The video below illustrates this idea. I’ve shared it with several of my clients and employers to rouse them toward visionary creativity, because each customer database project sponsor needs to produce a clear vision to garner the necessary support to build or lease a holistic marketing database system.

Avoid the pitfall of lacking in vision. If you struggle with visualizing the right thing to do, then I suggest you do as Peter Marshall said, and ask for help, “that [you] may know where to stand and what to stand for, because unless [you] stand for something, [you] shall fall for anything,” particularly for SaaS vendor dribble.

Between The Edifice And The Customer Database: A Blueprint

With the vision in place, you must begin the arduous yet crucial task of setting down a foundation to your initiative. This is time-consuming work, because it means that you will be outlining the new process that your business must adopt to bring that vision to reality. Don’t skimp on this effort! There is great temptation to hurry past these “abstractions.”

But if you wouldn’t allow a construction crew to knock down walls and pour concrete down your yard to build a new wing to your house unless they had an approved blueprint in hand, then why would you allow a CRM team to do the equivalent to your existing business process?

Every door, every window, every walk-in closet should be diagrammed in the blueprint. Depending on the complexity of the project, it would be appropriate to expect elevation drawings, dimensional specs, miniature prototypes, computer animated walk-thrus as deliverables from an architect before paying for delivery of one single sack of cement or expecting the arrival of one single laborer to the construction site.
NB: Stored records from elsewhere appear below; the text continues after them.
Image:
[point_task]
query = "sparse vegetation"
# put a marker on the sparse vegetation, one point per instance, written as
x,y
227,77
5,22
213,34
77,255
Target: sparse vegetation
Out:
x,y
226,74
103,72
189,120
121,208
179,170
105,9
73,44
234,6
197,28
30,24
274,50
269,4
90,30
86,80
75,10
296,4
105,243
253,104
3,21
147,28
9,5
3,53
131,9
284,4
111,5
Yet all too often the same common sense forsakes project sponsors at the office, where they should require from software project managers the delivery of a blueprint equivalent: business requirements summary, process flow diagrams, conceptual database diagrams (e.g. entity-relationship or star- schemas), business rules definitions and project success criteria that define the scope of work to be done to create this customer database system, before signing off on a budget estimate.

Whether you’re building a cathedral or a small town chapel, success comes to the diligent. Once you know what you want to build and why, planning and patience become as much a part of your strategy as timing and execution.

When you set out to know your customer, the goal is not to wait for a miracle. Don’t break ground on a soggy Campo dei Miracoli. Why hurry to spend your money only to end up off- center and risking ruin? Think ahead. Get the blueprints done in advance. Then get moving on that building that customer database cathedral.